Wanted to find a way to view/search logs (mainly from Apache and OS logs) from multiple sources in one central location. I decided to try out Splunk since that's what most DevOps teams seem to be using for log analysis. Installing Splunk and setting it up is simple enough but for first timers, wading through the Splunk documentation can be a bit of challenge. Hence this blog.

Assumptions

  1. Using CentOS 6.5 64bit for both Splunk Enterprise (aka indexer)and splunkforwarder (where logs come from). I will start using Splunk Enterprise but I am going to change the license to the free version (which limits amount of log data it can digest to 500MB/day) eventually.
  2. CentOS computer splunkserver.home.loc is running Splunk Enterprise (where logs are kept/analyzed)
  3. CentOS computer test100.home.loc is running Splunk Forwarder (aka Universal Forwarder) and it will forward its logs to splunk.home.loc.

Get rpm installers

  1. Download Splunk Enterprise from www.splunk.com/download. Download splunk-6.1.1-207789-linux-2.6-x86_64.rpm
  2. Download Splunk Forwarder from www.splunk.com/download/universalforwarder. Download splunkforwarder-6.1.1-207789-linux-2.6-x86_64.rpm

Splunk Enterprise: Install on splunkserver.home.loc

  1. Install rpm.
  2. [[email protected] ~]# rpm -ivh splunk-6.1.1-207789-linux-2.6-x86_64.rpm
    
  3. Do not change the default install directory. If you do, you will run into issues with upgrades later on.
  4. Note that user-account/group 'splunk' was created by the splunk installer. And you want to run Splunk Enterprise as user 'splunk', not root.
  5. Switch from root to user 'splunk' by running:
  6. [[email protected] ~]# sudo su splunk
    [[email protected] ~]$ cd
    
  7. As user 'splunk', start Splunk Enterprise for the first time.
  8. [[email protected] ~]$ /opt/splunk/bin/splunk start --accept-license
    
  9. you will see something like this scroll by quickly.
  10. [[email protected] ~]$
    This appears to be your first time running this version of Splunk.
    ...
    The Splunk web interface is at http://splunkserver:8000
    
  11. Next configure the Splunk Enterprise (aka splunk) to start automatically upon reboot.

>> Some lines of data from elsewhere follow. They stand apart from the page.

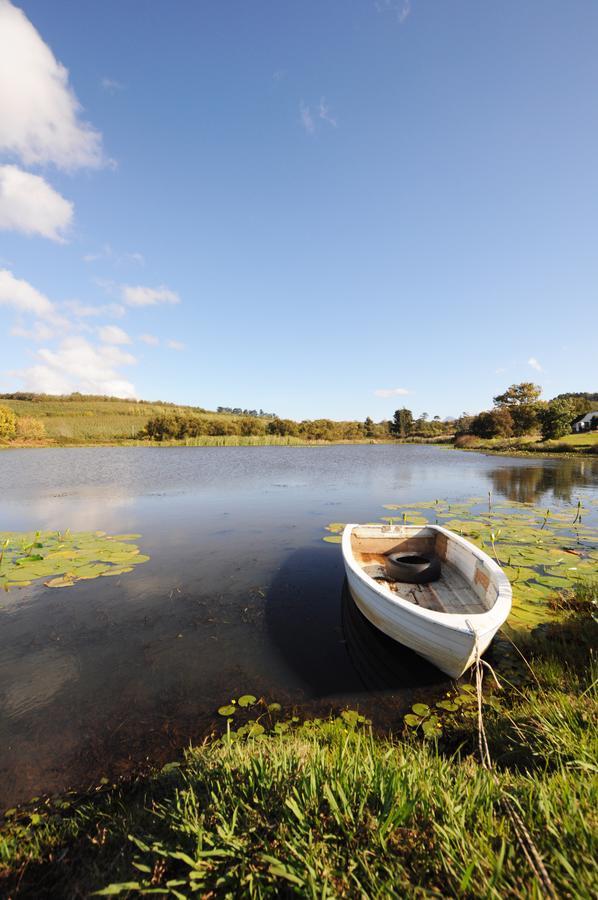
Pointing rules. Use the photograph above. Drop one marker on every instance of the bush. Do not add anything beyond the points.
(495, 423)
(8, 424)
(30, 429)
(465, 441)
(556, 419)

Splunk Enterprise: Set service to start automatically upon reboot

  1. As root, set Splunk Enterprise to auto start upon reboot using user 'splunk'.
  2. First switch from user 'splunk' back to 'root'. Next as root, run following command
  3. [[email protected] ~]$ exit
    exit
    [[email protected] ~]# /opt/splunk/bin/splunk enable boot-start -user splunk
    Init script installed at /etc/init.d/splunk.
    Init script is configured to run at boot.
    
  4. Now you can use 'service' and 'chkconfig' command to view status, stop/start/restart 'splunk' service.
  5. [[email protected] ~]# service splunk status
    Splunk status:
    splunkd is running (PID: 1816).
    splunk helpers are running (PIDs: 1817 1849).
    splunkweb is running (PID: 1871).
     
    [[email protected] ~]# service splunk restart
    ...
     
     
    [[email protected] ~]# chkconfig --list splunk
    splunk          0:off   1:off   2:on    3:on    4:on    5:on    6:off
    

Splunk Enterprise: Initial login into web interface

  1. Go to http://splunkserver:8000
  2. The webpage conveniently shows the default login/password (admin/changeme) you can use to log in for the first time.
  3. Log in and you will be immediately asked to change the default password.
  4. Change the password of 'admin'.
  5. Under Settings | Licensing, the server is currently using license from the Trial license group. By clicking on 'Change license group', you can convert to 'Free license'. I will do that eventually but for now I will use 'Enterprise Trial license'.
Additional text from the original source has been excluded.